Prefill flips the regime but not the verdict
Decode makes the all-reduce look small because the activation is one token wide. Prefill does the opposite. Processing a 2048-token chunk means the reduced activation is 2048 by 8192, about 33.5 MB in FP16 per all-reduce, and 160 of them move on the order of 5 GB across the link for one chunk. At 63 GB/s that is something like 85 milliseconds of communication competing with the prefill compute, and now the cost is bandwidth, not latency.
So tensor parallelism pays at both ends, for different reasons. Decode is gated by the number of synchronizations and prefill by the bytes those synchronizations carry. Infinity Fabric helps both, with lower latency for the decode trips and more than double the bandwidth for the prefill payloads. PCIe helps neither as much, which is the whole reason the data-center cards carry a second interconnect at all.

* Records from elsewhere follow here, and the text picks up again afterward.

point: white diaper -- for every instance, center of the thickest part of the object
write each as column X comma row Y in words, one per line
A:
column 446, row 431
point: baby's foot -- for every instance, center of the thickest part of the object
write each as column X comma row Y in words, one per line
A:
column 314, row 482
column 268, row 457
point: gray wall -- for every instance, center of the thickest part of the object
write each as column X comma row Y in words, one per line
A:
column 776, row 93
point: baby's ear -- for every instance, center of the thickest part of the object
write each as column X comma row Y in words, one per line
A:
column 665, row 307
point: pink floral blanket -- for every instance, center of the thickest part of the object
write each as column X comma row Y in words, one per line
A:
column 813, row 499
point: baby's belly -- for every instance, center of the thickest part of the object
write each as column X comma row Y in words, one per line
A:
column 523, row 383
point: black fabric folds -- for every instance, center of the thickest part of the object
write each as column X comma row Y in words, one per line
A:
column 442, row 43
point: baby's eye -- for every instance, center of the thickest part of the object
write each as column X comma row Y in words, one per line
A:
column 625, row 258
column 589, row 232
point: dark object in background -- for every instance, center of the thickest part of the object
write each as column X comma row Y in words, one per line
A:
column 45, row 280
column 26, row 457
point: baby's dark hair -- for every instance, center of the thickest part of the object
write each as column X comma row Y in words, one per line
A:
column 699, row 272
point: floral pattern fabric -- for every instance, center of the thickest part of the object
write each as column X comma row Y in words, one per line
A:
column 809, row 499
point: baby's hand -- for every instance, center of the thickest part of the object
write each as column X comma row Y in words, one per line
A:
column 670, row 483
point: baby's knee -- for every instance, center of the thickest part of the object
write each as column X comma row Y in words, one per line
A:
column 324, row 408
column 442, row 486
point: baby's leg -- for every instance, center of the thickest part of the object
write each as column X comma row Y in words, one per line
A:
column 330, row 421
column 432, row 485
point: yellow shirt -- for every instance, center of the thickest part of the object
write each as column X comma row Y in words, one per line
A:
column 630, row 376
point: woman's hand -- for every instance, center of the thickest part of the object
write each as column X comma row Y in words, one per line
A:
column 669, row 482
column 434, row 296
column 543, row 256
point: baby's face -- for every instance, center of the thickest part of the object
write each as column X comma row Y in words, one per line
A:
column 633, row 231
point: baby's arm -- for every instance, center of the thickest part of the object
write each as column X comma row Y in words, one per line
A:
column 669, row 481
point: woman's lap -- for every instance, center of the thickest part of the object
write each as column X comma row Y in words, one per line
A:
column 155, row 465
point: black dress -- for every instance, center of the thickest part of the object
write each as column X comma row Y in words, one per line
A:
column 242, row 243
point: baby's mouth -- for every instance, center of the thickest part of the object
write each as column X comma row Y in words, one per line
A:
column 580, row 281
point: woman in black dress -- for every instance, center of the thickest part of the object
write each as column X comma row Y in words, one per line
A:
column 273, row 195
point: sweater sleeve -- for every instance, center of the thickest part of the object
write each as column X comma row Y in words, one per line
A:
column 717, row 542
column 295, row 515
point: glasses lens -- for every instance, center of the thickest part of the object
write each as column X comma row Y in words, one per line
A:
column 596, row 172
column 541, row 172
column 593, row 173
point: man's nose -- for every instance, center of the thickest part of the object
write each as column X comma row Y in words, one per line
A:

What we are going to do on two R9700s
The honest conclusion is that on two R9700s you split a 70B to make it fit, not to make it fly, and the default split should be the cheap one. Pipeline or layer-level partitioning crosses PCIe a handful of times, keeps a single chat at roughly single-card decode latency, and turns into real throughput the moment a second conversation is open. For the common local case, one person with one or two chat tabs, that is the right starting point.
Tensor parallelism stays on the table for the case it uniquely serves, a single long chat that needs to decode faster than one card’s bandwidth allows. But it only nets out if the per-layer all-reduce can be hidden, and on PCIe that means fusing the collective into the compute, overlapping it with the next matmul, and keeping the engine’s submission granularity well under the 33-microsecond round trip we measure today. That is a runtime problem more than a kernel problem, and it is one more reason the work below the graphics API matters.
What I am watching is whether a tuned peer-to-peer all-reduce over PCIe Gen 5, with the cards mapped into each other’s address space, can get the per-collective cost low enough that the tensor split’s bandwidth win survives the trip. If it can, two R9700s become a genuine 70B decode machine for a single user. If it cannot, the missing link stays the deciding factor, and the verdict holds: layer split to fit, tensor split only when you can pay the fabric tax without the fabric.